The Justice Solution:
The 160 Girls Police Engagement is a human rights based, trauma informed, legal education program, designed in collaboration with Kenyan and Canadian police, human rights lawyers, psychologists, behavioural economists, and artists, to ensure defilement investigations conform with the 160 Girls High Court decision.
The 160 Girls Police Training Program prepares all police officers with responsibility for child rape cases to investigate claims in a “prompt, proper, efficient and professional” manner, consistent with the 160 Girls High Court decision, domestic, regional and international human rights laws. This collaborative, and interdisciplinary training is:
- Holistic – Endorsed by the Inspector General of Police and the Attorney General and informed by defilement survivors and their guardians.
- Practical & equality-based – Officers receive hands-on training from a trauma informed perspective.
- Regular impact monitoring – ongoing field evaluations by local and international police and human rights lawyers that include customized training to help address any gaps in implementation.
By integrating human rights principles into investigations, this program strengthens justice systems from within—ensuring lasting, systemic change.
160 Girls Police Initiative : Ensuring “prompt, proper, efficient and professional” child rape investigations per the 160 Girls High Court decision.
Watch The 160 Girls Police Training Project Video
The Results
The passion for embracing the 160 Girls education by Kenyan police officers has been remarkable.

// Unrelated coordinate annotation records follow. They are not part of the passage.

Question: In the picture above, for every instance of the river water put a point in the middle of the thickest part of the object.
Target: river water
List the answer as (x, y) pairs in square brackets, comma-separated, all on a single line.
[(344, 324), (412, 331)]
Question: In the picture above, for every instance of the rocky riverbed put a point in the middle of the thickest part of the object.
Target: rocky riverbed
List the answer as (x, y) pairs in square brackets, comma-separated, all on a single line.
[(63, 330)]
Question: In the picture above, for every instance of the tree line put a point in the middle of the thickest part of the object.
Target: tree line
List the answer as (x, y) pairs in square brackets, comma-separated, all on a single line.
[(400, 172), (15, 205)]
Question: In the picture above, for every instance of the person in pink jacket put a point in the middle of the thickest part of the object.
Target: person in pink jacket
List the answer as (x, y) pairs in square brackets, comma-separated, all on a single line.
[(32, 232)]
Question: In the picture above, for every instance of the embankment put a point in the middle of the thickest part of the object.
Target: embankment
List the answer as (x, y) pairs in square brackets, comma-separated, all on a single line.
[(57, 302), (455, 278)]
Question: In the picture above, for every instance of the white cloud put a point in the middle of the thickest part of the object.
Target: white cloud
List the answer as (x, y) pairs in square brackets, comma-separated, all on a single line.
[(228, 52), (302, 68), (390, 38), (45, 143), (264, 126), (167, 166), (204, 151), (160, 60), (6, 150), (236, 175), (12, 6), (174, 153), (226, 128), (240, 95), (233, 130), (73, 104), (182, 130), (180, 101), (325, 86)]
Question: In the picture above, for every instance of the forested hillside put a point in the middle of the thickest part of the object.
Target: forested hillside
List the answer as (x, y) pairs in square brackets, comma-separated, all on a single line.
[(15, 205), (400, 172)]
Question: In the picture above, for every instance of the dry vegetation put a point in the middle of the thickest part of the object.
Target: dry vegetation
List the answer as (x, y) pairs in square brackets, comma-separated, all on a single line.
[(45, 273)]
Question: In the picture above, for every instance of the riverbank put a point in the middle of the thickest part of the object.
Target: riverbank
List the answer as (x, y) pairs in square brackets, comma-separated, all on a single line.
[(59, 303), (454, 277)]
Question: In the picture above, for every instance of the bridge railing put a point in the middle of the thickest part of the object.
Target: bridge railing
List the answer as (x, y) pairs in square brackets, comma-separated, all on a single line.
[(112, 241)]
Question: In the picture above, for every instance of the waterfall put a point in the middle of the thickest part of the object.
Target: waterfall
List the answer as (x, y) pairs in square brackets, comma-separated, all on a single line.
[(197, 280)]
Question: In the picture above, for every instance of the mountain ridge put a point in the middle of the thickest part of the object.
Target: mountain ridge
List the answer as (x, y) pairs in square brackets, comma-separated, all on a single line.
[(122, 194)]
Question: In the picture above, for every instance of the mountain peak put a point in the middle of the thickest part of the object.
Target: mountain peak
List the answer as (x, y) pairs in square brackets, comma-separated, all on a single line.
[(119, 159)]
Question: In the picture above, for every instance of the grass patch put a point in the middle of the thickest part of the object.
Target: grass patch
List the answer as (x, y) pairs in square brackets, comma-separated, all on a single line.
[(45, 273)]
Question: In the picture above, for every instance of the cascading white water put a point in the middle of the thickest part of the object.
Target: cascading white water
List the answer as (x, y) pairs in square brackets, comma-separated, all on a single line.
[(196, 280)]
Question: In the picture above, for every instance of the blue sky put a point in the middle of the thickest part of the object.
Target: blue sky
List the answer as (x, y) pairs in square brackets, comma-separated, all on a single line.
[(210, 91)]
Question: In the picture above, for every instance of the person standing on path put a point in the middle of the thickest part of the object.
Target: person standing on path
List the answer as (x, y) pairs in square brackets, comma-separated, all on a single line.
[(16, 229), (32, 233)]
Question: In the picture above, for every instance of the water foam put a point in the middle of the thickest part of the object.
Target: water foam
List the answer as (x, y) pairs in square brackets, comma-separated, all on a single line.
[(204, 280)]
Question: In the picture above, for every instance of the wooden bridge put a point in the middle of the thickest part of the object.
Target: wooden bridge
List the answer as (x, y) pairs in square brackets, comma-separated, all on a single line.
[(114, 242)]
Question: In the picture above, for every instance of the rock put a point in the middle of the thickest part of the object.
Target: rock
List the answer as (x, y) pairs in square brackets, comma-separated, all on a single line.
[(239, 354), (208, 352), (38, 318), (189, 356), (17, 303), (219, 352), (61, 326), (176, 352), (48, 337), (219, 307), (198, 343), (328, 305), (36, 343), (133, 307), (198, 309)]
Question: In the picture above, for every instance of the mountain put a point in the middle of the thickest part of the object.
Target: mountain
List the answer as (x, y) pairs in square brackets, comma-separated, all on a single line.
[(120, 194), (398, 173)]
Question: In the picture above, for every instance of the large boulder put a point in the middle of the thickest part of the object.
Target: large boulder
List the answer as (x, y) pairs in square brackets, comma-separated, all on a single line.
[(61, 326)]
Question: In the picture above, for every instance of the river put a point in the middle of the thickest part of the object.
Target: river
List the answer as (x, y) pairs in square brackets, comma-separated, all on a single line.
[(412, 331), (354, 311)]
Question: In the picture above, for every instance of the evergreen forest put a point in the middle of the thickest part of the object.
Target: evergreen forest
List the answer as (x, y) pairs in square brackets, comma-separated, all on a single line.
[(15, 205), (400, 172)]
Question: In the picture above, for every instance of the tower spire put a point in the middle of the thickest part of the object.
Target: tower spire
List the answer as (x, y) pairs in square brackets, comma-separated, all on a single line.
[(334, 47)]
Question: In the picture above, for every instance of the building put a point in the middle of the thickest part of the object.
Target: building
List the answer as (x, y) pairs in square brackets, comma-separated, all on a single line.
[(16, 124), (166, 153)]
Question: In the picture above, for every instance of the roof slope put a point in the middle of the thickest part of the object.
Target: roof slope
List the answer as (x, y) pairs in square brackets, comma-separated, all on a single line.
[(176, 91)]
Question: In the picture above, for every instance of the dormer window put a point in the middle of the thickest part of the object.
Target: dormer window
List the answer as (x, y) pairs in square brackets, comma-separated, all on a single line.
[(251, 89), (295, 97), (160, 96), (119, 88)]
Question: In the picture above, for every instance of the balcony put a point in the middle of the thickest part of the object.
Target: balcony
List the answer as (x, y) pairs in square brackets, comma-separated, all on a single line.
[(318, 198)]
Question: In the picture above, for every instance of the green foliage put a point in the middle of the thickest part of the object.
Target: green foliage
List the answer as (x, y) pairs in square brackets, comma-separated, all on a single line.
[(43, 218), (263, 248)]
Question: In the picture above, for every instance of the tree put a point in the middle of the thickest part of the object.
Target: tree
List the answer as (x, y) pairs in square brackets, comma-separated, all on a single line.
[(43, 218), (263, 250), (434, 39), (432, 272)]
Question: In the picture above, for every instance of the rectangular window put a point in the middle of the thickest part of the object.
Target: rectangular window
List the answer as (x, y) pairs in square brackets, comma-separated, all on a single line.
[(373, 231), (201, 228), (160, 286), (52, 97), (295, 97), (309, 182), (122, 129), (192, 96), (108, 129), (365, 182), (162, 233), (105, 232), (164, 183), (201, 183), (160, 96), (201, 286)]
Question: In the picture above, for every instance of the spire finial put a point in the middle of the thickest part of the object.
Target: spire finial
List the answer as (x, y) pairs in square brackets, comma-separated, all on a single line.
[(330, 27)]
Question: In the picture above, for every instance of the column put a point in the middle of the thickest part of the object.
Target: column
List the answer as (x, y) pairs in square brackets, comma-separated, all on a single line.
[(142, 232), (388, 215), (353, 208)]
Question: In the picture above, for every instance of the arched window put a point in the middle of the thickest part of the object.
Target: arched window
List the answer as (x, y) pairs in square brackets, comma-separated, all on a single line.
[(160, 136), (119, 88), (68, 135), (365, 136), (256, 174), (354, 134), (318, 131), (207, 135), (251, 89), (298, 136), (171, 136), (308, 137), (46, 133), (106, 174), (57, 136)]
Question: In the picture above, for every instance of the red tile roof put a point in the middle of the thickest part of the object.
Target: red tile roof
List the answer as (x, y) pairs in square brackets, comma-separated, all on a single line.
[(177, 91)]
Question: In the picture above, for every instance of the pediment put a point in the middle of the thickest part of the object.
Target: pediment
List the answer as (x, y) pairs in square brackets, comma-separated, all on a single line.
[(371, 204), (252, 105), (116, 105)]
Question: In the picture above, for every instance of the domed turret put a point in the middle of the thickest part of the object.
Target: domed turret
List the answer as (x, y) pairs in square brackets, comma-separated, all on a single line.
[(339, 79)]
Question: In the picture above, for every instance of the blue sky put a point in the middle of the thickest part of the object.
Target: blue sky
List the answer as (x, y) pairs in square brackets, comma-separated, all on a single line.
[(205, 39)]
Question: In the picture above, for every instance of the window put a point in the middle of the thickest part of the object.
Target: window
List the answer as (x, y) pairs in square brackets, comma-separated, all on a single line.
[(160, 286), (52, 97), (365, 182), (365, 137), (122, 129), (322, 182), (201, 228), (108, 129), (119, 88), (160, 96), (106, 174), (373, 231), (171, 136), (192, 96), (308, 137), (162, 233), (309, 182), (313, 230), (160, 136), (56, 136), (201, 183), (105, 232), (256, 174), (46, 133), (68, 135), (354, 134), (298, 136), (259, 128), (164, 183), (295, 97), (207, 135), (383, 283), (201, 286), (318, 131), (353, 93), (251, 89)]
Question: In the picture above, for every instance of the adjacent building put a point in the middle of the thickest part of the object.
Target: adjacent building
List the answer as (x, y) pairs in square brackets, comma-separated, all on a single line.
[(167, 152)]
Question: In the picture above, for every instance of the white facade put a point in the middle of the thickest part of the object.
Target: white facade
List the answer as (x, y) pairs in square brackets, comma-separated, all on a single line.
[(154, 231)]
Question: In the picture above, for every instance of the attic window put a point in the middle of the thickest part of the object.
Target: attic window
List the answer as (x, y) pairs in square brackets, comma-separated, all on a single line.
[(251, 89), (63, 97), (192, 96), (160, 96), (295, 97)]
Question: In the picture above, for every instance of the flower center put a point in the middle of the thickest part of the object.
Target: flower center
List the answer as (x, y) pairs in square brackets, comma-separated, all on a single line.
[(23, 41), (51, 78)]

“After receiving the 160 Girls training, including the focus on victimology, I realized no girl should ever go through such an experience, and all perpetrators should be punished. Girls and women have gained lots of confidence because since 160 Girls training we’re getting convictions, and they feel justice can come out at last. … Justice must prevail for all girls.”
– OCS Alex Otieno, Tigania West Station, Meru, Kenya.